Dichter, traut euch ins Zentrum!
Dürfen Gedichte populär sein? Der Erfolg von Jan Wagners ‹Regentonnenvariationen› regt viele Lyriker auf. Doch Randständigkeit ist kein Lebensprinzip der Poesie, findet Nora Bossong in DIE ZEIT Nr. 22/2015, 11. Juni 2015


Dichter, traut euch ins Zentrum!
Dürfen Gedichte populär sein? Der Erfolg von Jan Wagners Regentonnenvariationen› regt viele Lyriker auf. Doch Randständigkeit ist kein Lebensprinzip der Poesie, findet Nora Bossong. DIE ZEIT Nr. 22/2015 11. Juni 2015

Es gab einmal eine Zahl, die Enzensbergersche Konstante hiess: Auf etwas mehr als tausend Leser schätzte der Dichter Hans Magnus Enzensberger 1989 den potenziellen Radius eines Gedichtbandes in Deutschland. Wer all diese Menschen erreicht, hat einen lyrischen Bestseller vorgelegt, man darf applaudieren. In diesen Verhältnissen hat man sich seither eingegroovt. So ist sie eben, die Lyrik, klein, drollig, zu vernachlässigen.
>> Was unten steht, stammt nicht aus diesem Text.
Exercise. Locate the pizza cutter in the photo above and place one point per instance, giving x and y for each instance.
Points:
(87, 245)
Als Dichter nimmt man dieses Image zähneknirschend hin – so lange jedenfalls, bis auf einer Lesung der Moderator in pädagogisch engagiertem Ton verkündet, es müsse mehr Lyrik gelesen werden, und ob das nun auch in der hintersten Reihe angekommen sei. Dann weiss man endgültig, dass man nicht auf einer Literaturveranstaltung, sondern auf einer Tierschutzvereinssitzung gelandet ist. Das Unangenehme daran ist, dass man selbst das aussterbende Tier darstellt, das partout gerettet werden soll. Das Publikum schaut barmherzig zu einem auf, und in solchen Momenten frage ich mich, warum diese Armen denn bloss Lyrik lesen müssen.